Но возраст есть возраст. Даже Марк Аврелий не может этого изменить, хотя он делает всё возможное, чтобы подготовить меня к будущему правлению. Чем больше я достигаю, тем больше он нагружает меня, словно проверяя пределы моей прочности. Я уже не помню, как отдыхают дети. Ну и пусть. Тяжело в учении. А будет ли легко в будущем, не знаю.
Отец также принял титул “Germanicus” для себя и приказал чеканить новые монеты в честь нашей победы. На одной из моделей монеты, которую нам представили, была надпись: “Germania capta” — “Покорённая Германия”. Лично я с этим был не согласен, но свои мысли оставил при себе. Формально всё правильно, а по факту война ещё не завершена. Однако, возможно, это необходимый элемент пропаганды, и я смирился с этими церемониями. Это тоже часть большой игры, и, похоже, я начинаю её понимать.
На одном из военных советов я поднял вопрос об использовании плюмбатов. В целом идея вызвала интерес, но опыт их применения пока считался недостаточным для широкого внедрения. Всё же легион — это дисциплина и выверенность действий. Введение нового оружия изменит инструкции, слаженность операций и потребует времени на адаптацию.

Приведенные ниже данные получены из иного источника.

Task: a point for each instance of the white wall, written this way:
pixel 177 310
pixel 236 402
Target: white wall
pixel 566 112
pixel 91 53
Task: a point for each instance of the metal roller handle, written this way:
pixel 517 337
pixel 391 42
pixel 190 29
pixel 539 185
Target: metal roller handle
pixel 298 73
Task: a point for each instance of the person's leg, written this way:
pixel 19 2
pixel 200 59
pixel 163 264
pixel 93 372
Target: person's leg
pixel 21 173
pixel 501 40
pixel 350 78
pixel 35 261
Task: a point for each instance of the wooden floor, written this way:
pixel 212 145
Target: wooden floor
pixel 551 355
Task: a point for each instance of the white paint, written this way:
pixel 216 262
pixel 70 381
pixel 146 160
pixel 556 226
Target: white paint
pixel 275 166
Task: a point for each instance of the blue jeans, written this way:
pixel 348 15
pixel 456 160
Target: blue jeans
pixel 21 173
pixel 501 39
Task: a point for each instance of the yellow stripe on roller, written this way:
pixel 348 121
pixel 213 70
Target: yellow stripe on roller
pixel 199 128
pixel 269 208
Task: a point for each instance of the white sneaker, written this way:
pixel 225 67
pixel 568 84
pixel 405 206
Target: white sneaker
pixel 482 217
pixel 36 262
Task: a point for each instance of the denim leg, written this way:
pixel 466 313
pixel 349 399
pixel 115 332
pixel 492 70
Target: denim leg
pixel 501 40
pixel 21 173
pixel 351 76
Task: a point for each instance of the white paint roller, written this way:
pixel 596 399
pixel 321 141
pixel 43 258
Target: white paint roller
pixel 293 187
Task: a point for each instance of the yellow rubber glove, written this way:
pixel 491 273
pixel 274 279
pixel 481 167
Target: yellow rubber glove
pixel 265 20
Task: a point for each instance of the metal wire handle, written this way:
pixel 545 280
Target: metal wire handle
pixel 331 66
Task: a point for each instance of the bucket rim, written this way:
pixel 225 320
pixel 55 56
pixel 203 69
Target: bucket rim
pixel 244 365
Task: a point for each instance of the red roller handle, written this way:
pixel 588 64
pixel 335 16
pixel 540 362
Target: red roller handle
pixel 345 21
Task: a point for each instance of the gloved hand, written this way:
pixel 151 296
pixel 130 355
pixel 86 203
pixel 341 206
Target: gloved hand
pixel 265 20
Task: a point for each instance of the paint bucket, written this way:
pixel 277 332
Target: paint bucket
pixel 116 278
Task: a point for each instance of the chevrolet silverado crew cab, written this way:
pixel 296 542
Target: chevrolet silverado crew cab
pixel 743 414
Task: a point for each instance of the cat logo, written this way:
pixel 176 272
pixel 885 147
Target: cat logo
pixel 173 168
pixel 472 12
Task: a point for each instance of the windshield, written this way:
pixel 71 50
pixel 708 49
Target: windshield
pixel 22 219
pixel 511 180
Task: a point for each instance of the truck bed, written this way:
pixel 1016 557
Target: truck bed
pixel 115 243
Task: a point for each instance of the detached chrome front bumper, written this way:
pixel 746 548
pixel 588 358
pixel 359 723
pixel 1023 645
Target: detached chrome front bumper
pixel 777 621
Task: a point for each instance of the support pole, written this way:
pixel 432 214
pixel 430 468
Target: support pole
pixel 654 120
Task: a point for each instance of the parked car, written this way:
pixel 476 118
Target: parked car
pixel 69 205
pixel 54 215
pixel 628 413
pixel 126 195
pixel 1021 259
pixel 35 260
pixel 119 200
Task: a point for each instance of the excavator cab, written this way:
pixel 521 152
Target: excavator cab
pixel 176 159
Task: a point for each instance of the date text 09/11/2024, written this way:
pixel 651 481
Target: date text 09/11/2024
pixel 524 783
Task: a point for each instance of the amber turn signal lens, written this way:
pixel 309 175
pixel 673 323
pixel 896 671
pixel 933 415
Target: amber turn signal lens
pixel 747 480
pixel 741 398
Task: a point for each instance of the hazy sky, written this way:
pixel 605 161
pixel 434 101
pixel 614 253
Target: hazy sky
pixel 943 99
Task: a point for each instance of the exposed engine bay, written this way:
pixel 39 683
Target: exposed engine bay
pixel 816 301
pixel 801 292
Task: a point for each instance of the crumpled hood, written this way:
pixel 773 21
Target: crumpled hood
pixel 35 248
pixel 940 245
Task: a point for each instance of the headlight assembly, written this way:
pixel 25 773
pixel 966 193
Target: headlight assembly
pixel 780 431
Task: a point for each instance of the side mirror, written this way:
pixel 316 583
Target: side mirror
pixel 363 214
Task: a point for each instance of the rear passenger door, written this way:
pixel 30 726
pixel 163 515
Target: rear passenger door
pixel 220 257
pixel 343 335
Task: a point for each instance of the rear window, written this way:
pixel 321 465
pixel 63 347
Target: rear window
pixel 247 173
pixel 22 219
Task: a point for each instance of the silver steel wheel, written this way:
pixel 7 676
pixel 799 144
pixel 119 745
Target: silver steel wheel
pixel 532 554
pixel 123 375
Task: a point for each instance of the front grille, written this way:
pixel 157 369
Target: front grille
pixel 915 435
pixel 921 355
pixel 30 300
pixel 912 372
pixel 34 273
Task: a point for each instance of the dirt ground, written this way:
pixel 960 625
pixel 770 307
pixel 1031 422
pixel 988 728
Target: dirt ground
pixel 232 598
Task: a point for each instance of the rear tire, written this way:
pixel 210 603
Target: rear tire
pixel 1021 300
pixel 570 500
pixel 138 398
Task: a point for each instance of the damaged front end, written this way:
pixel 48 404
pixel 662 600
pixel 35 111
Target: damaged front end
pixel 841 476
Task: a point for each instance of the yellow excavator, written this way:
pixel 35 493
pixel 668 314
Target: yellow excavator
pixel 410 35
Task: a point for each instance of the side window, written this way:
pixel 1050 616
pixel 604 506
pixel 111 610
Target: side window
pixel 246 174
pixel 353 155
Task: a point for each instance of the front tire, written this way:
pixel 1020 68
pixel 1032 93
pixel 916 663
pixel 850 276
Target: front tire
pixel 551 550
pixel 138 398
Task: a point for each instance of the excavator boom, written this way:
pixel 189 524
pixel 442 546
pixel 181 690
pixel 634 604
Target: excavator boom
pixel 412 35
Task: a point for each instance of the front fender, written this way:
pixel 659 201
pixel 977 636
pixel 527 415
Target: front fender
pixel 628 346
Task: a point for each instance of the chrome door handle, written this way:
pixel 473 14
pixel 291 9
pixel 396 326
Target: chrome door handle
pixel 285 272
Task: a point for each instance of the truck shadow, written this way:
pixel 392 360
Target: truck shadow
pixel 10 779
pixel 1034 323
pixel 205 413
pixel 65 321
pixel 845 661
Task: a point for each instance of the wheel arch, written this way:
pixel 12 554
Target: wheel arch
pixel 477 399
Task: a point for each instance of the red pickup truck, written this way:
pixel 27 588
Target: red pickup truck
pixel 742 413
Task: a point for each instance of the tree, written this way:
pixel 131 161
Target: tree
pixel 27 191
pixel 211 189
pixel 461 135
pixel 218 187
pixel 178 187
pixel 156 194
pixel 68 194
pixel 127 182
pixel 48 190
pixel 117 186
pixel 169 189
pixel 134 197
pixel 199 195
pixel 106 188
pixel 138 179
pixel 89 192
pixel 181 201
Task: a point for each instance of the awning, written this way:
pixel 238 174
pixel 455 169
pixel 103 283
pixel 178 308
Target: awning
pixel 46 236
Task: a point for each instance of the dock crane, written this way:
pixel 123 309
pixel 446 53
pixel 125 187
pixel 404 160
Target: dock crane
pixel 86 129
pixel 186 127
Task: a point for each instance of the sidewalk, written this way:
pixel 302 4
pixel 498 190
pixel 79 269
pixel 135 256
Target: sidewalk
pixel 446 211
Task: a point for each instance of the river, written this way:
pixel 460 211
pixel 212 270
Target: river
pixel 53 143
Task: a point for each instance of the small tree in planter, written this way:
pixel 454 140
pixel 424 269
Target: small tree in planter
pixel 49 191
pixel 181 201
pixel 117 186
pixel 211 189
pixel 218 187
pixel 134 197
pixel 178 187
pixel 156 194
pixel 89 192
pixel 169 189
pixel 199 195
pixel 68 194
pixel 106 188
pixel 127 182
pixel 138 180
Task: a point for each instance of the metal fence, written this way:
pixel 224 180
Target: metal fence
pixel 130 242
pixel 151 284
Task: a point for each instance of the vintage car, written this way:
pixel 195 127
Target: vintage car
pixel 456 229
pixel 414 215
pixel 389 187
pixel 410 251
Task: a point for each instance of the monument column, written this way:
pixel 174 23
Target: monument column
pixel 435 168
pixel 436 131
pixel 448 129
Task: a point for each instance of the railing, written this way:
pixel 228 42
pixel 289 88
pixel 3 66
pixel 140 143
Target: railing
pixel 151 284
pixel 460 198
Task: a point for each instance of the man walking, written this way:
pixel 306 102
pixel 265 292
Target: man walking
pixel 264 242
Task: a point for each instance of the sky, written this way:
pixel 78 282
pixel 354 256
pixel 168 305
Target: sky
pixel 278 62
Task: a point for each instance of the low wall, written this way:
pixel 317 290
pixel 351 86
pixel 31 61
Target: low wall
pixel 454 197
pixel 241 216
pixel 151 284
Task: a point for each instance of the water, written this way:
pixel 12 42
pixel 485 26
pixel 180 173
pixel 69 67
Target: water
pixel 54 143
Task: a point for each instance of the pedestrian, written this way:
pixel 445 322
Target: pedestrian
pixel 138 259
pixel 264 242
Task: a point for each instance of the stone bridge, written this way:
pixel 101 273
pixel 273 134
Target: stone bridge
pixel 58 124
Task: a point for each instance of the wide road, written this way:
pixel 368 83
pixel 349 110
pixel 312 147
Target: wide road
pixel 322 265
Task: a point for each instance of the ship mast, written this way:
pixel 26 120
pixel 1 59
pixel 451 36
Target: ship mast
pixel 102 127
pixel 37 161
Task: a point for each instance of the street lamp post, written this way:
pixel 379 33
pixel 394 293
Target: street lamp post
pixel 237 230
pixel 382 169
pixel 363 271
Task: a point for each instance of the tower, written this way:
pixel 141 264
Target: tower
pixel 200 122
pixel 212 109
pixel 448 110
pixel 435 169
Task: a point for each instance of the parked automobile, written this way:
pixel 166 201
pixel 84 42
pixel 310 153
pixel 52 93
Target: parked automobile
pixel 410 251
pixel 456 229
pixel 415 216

Тем не менее, было решено разрешить использование плюмбатов как личной инициативы легионеров в момент залпа пилумов. Однако метателям пилумов не рекомендовалось тратить время на плюмбаты, чтобы не нарушать строй и не снижать темп.
Мне стало ясно, что их время ещё не пришло. Но я не сдавался. Среди центурионов, которые посещали мои вечера, мы горячо обсуждали эту тему. Это перерастало в жаркие споры, в которых рождались новые идеи.
В итоге мастера легиона получили новые заказы на плюмбаты, а я лично присутствовал на дополнительных тренировках, наблюдая за залпами. Видеть, как моё предложение обретает жизнь, пусть даже на уровне эксперимента, давало мне чувство удовлетворения и уверенности. Может быть, через несколько лет это оружие займёт своё место в арсенале римской армии.
***
Еще после решительной победы над маркоманами, меня не покидала мысль о пленных. Я изначально хотел получить себе клятвенника — воина, готового служить мне в обмен на свою жизнь. Однако, размышляя, понял, что в мои годы управлять таким человеком будет слишком сложно. Я решил иначе и попросил у отца рабыню.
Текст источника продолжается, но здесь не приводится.